Eye infection in dogs due to conjunctivitis
If our dog has red eyes, it is likely that he has conjunctivitis, one of the most common causes of eye infection in dogs. Conjunctivitis occurs when the conjunctiva, which covers the white part of the eye and the inside of the eyelids, becomes inflamed. The conjunctiva is not visible to the naked eye because it is translucent, very thin, and has a viscous consistency. However, when irritated, it appears red and causes itching, burning and constant tearing.
Its causes can be varied, such as allergy, systemic disease, a foreign body, or simply an eyelash growing into the eye. Generally, this eye disease does not permanently affect vision, although it can make vision difficult due to tearing and hypersensitivity to light. If bacteria are present, they are usually staphylococci or streptococci, which cause a mucopurulent secretion that can cause the eyelids to stick together and form crusts when dry.
The most common causes of conjunctivitis in dogs are:
- Redness of the white part of the eye.
- Excessive lacrimation.
- Eye lint, which may turn greenish if it is viral or bacterial conjunctivitis.
- Eye pain.
- Light hypersensitivity.
- Inflammation of the eyelids or blepharitis.
The most important thing in preventing conjunctivitis in dogs is good eye hygiene and a proper diet that keeps the dog's defenses in top shape.
Treatment of conjunctivitis in dogs
If you notice that your dog is showing symptoms of conjunctivitis, you need to see a veterinarian to diagnose the type of inflammation and find an appropriate treatment.
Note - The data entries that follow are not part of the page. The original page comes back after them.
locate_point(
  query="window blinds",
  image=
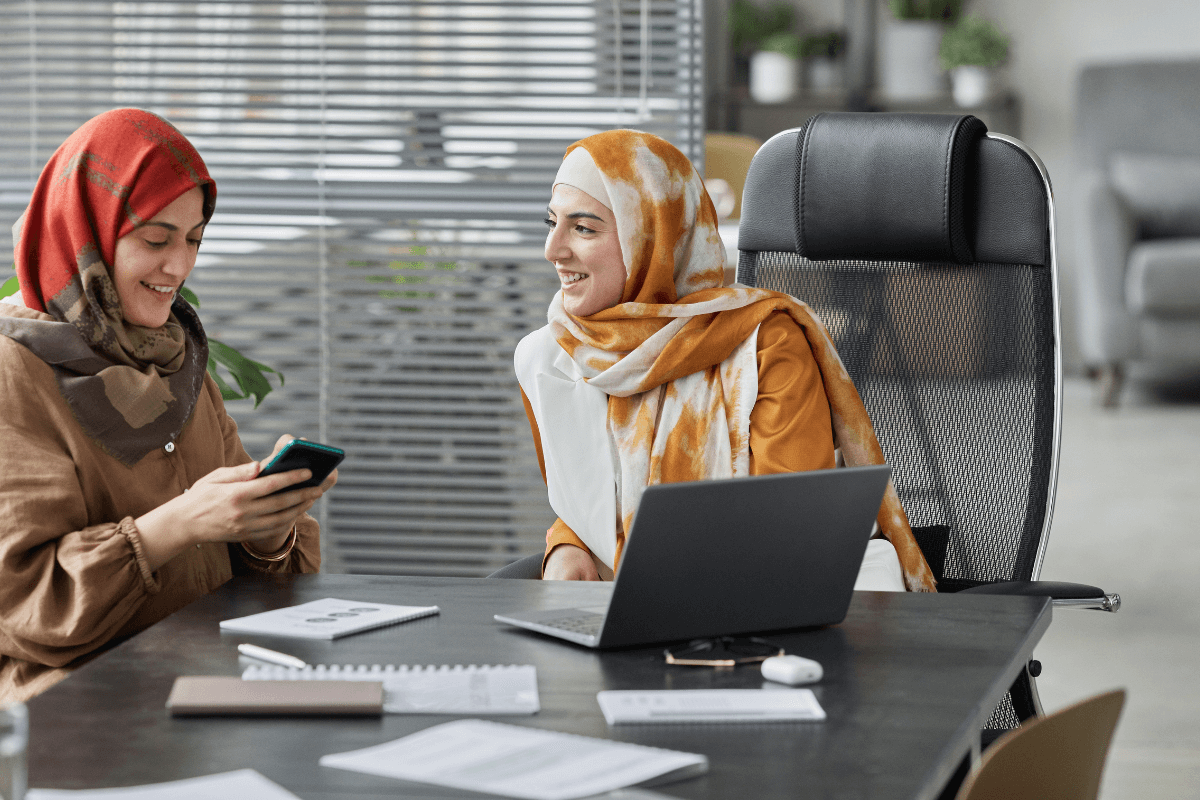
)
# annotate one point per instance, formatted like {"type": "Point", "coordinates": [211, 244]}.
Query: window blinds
{"type": "Point", "coordinates": [383, 170]}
For conjunctivitis that is not due to other systemic conditions, treatment frequently consists of cleaning the eye with saline and sterile gauze and administering oral or injected steroidal anti-inflammatory medications. Topical medications are not usually recommended because cutaneous absorption is difficult, and the eye area is very sensitive.
If you want to learn more about this disease, please read this other article, where we explain in more detail what conjunctivitis is in dogs.
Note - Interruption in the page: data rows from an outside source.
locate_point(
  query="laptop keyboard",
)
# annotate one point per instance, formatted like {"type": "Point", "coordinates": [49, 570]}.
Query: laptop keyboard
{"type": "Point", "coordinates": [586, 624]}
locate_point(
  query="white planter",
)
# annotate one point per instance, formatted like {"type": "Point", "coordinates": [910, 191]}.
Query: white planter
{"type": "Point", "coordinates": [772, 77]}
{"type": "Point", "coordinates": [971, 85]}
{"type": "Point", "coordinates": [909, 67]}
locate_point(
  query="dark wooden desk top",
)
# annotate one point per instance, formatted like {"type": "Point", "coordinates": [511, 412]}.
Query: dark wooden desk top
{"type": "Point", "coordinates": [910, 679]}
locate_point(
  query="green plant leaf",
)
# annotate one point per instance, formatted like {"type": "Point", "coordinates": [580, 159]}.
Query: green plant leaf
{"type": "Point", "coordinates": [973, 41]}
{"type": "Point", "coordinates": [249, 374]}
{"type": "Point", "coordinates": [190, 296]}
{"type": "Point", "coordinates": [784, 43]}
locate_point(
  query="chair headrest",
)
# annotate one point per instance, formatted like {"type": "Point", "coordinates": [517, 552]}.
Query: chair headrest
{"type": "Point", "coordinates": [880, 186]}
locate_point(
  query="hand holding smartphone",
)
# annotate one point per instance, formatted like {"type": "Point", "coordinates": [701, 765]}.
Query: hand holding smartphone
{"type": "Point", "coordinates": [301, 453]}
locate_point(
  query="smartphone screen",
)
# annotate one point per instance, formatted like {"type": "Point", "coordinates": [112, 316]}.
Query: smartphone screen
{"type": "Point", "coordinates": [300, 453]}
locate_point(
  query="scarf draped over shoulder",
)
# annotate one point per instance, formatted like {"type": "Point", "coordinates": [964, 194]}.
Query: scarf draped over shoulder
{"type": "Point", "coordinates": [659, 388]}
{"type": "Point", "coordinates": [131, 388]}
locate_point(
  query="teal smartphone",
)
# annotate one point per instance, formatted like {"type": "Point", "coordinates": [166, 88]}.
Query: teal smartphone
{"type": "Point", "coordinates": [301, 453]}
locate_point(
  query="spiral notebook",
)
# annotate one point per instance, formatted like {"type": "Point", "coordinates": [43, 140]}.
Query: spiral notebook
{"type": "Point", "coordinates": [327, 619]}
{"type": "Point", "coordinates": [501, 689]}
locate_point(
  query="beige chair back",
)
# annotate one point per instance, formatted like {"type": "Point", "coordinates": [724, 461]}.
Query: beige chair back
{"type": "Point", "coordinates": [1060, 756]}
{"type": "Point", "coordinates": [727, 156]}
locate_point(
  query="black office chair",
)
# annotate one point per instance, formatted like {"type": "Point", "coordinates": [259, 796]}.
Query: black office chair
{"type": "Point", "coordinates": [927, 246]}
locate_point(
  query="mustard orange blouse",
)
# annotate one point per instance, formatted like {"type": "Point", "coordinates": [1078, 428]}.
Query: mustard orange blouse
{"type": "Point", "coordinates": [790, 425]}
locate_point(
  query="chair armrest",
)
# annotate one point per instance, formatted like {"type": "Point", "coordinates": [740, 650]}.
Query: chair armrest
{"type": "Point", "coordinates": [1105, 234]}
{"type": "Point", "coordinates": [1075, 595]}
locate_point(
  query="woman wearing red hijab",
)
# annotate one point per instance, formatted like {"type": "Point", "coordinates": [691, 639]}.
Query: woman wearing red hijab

Eye infection in dogs due to infectious keratitis
Infectious keratitis is inflammation of the cornea due to infection. If not treated in time, the infection eventually invades the intraocular structures, which can lead to lesions with irreversible vision loss. If the conjunctiva (inner layer of the eyelid) is also red, irritated or swollen, it is called keratoconjunctivitis. It is caused by a wound in the cornea contaminated with germs. In dogs, it is usually bacterial (bacterial keratitis). It also commonly occurs in dogs due to wounds or scratches by other dogs that eventually become infected.
The most common symptoms of bacterial keratitis in dogs are:
- Red and watery eye.
- Frequent scratching or blinking.
- Mucous or mucopurulent discharge in eye.
- Sensitivity to light or photophobia.
- Changes in the appearance of the eye, which may look very cloudy.
Treatment of bacterial keratitis in dogs
The first step is to determine the cause of the infection, which is probably bacterial (bacterial keratitis). The most common treatment is intensive use of antibiotic eye drops (at least 6 times daily). The veterinarian must determine the dose and frequency of application according to the severity and characteristics of the animal.
If you want to learn more about this disease, please read this other article, where we explain in more detail what keratitis is in dogs.
This article is purely informative. AnimalWised does not have the authority to prescribe any veterinary treatment or create a diagnosis. We invite you to take your pet to the veterinarian if they are suffering from any condition or pain.